I hope you’re excited to learn about another fantastic class of machine learning models: **Naive Bayes**.
Naive Bayes is wonderful because its core assumptions can be described in about a sentence, and yet it
is *immensely* useful in many different problems.

But before we dive into the specifics of Naive Bayes, we should spend some time discussing the difference
between two categories of machine learning models: **discriminative** and **generative** models.

Naive Bayes will be the first generative algorithm we look at, though other common examples include hidden markov models, probabilitistic context-free grammars, and the more hip generative adversarial networks.

Recall that in our running car example of the past few posts, we are given
a dataset of cars along with labels indicating whether they are **cheap** or **expensive**.
From each car, we have extracted a set of input features such as the size of the trunk, the number of miles driven, and who the car manufacturer is.

We start from the distribution we are trying to learn $P(X_1, X_2, X_3, Y)$. We can expand the distribution using a few rules of probability along with Bayes’ Rule:

$P(X_1, X_2, X_3, Y) = P(Y) \cdot P(X_1|Y) \cdot P(X_2|X_1, Y) \cdot P(X_3|X_1, X_2, Y)$This formulation was derived from a few applications of the chain rule of probability. Now we get to the big underlying assumption of the Naive Bayes model.

We now assume the input features are **conditionally independent given** the outputs. In English, what that
means is that for a given feature $X_2$, if we know the label $Y$, then knowing the value of an additional
feature $X_1$ doesn’t offer us any more information about $X_2$.

Mathematically, this is written as $P(X_2|X_1, Y) = P(X_2|Y)$. This allows us to simplify the right side of our probability expression substantially:

$P(X_1, X_2, X_3, Y) = P(Y) \cdot P(X_1|Y) \cdot P(X_2|Y) \cdot P(X_3|Y)$And with that, we have the expression we need to train our model!

So, how do we actually train the model? In practice, to get the most likely label for a given input, we need to compute these values $P(X_1|Y)$, $P(X_2|Y)$, etc. Computing these values can be done through the very complicated process of counting! 🙂

Let’s take a concrete example to illustrate the procedure. For our car example, let’s
say $Y$ represents **cheap** and $X_1$ represents the feature of a car’s manufacturer.

Let’s say we have a new car manufactured by **Honda**. In order to compute $P(X_1=\textrm{Honda}|Y=\textrm{cheap})$, we simply count all the times in our dataset
we had a car manufactured by **Honda** that was **cheap**.

Assume our dataset had 10 cheap, Honda cars. We then normalize that value by the total number of cheap cars we have in our dataset. Let’s say we had 25 cheap cars in total. We thus get $P(X_1=\textrm{Honda}|Y=\textrm{cheap}) = 10 / 25 = 2/5$.

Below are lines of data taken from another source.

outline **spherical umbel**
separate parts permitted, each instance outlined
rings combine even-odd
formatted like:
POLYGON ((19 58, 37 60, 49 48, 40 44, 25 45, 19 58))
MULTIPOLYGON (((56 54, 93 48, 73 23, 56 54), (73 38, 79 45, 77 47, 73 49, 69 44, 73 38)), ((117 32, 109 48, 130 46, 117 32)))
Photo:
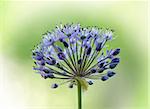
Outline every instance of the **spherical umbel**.
POLYGON ((42 41, 32 51, 33 69, 44 79, 64 80, 73 88, 81 82, 83 89, 94 80, 107 81, 116 73, 112 71, 120 63, 120 48, 106 46, 113 40, 112 29, 81 27, 80 24, 56 26, 43 34, 42 41), (106 50, 106 51, 105 51, 106 50))

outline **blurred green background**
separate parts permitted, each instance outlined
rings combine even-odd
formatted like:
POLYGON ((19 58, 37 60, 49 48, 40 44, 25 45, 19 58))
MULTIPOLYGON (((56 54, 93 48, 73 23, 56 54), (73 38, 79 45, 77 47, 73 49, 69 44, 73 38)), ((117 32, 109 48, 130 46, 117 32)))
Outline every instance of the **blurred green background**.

We can compute similar expressions (e.g. $P(X_2=\textrm{40000 miles driven}|Y=\textrm{cheap})$) for all the features of our new car.
We then compute an aggregated probability that the car is **cheap** by multiplying all these individual expressions together.

We can compute a similar
expression for the probability that our car is **expensive**. We then assign the car the label with the higher probability. That outlines how we both train
our model by counting what are called *feature-label co-occurrences* and then use these values to compute labels for new cars.

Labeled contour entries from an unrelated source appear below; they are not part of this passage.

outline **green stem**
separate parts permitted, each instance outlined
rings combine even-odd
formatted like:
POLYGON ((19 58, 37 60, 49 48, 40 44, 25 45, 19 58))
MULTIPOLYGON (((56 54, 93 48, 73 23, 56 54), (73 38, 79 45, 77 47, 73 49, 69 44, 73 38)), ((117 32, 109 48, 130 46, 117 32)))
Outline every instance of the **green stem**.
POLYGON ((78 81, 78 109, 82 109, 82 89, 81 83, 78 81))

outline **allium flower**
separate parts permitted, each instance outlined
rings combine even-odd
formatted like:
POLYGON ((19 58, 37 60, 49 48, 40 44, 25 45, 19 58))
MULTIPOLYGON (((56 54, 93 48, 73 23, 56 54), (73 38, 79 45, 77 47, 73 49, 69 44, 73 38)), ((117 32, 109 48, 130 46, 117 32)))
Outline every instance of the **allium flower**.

Naive Bayes is a super useful algorithm because its extremely strong independence assumptions make it a fairly easy model to train. Moreover, in spite of these independence assumptions, it is still extremely powerful and has been used on problems such as spam filtering in some early version email messaging clients.

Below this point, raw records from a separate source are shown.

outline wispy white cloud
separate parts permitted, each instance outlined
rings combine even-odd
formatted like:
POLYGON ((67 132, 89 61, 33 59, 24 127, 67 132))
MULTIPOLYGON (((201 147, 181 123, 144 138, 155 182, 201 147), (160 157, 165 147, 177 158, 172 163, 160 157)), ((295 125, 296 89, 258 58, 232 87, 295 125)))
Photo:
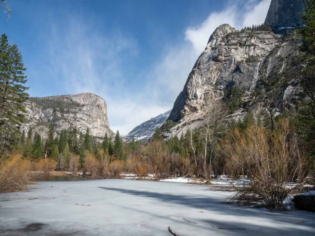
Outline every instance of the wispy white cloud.
POLYGON ((173 47, 168 46, 165 50, 167 52, 157 61, 148 75, 147 87, 155 100, 166 99, 172 105, 215 29, 224 24, 240 29, 244 26, 263 23, 270 1, 230 1, 222 10, 211 12, 199 25, 188 27, 184 38, 173 47))
POLYGON ((210 13, 198 25, 187 26, 181 40, 166 46, 165 53, 146 70, 148 73, 144 74, 139 68, 139 74, 134 76, 141 75, 144 78, 136 91, 125 81, 128 62, 125 59, 137 56, 139 47, 132 36, 118 30, 100 35, 89 27, 93 23, 75 16, 69 16, 62 25, 53 22, 48 39, 50 65, 47 76, 60 78, 56 82, 68 93, 89 92, 103 97, 112 129, 126 134, 171 108, 216 27, 227 23, 240 29, 263 22, 270 0, 238 1, 210 13), (247 6, 240 8, 238 3, 247 6))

In addition, it is a widely used technique in a variety of natural language processing problems such as document classification (determining whether a book was written by Shakespeare or not) and also in medical analysis (determining if certain patient features are indicative of an illness or not).

However the same reason Naive Bayes is such an easy model to train (namely its strong independence assumptions) also makes it not a clear fit for certain other problems. For example, if we have a strong suspicion that certain features in a problem are highly correlated, then Naive Bayes may not be a good fit.

One example of this could be if we are using the language in an email message to label whether it has positive or negative sentiment, and we use features for whether or not a message contains certain words.

The presence of a given swear word would be highly correlated with the appearance of any other swear word, but Naive Bayes would disregard this correlation by making false independence assumptions. Our model could then severely underperform because it is ignoring information about the data. This is something to be careful about when using this model!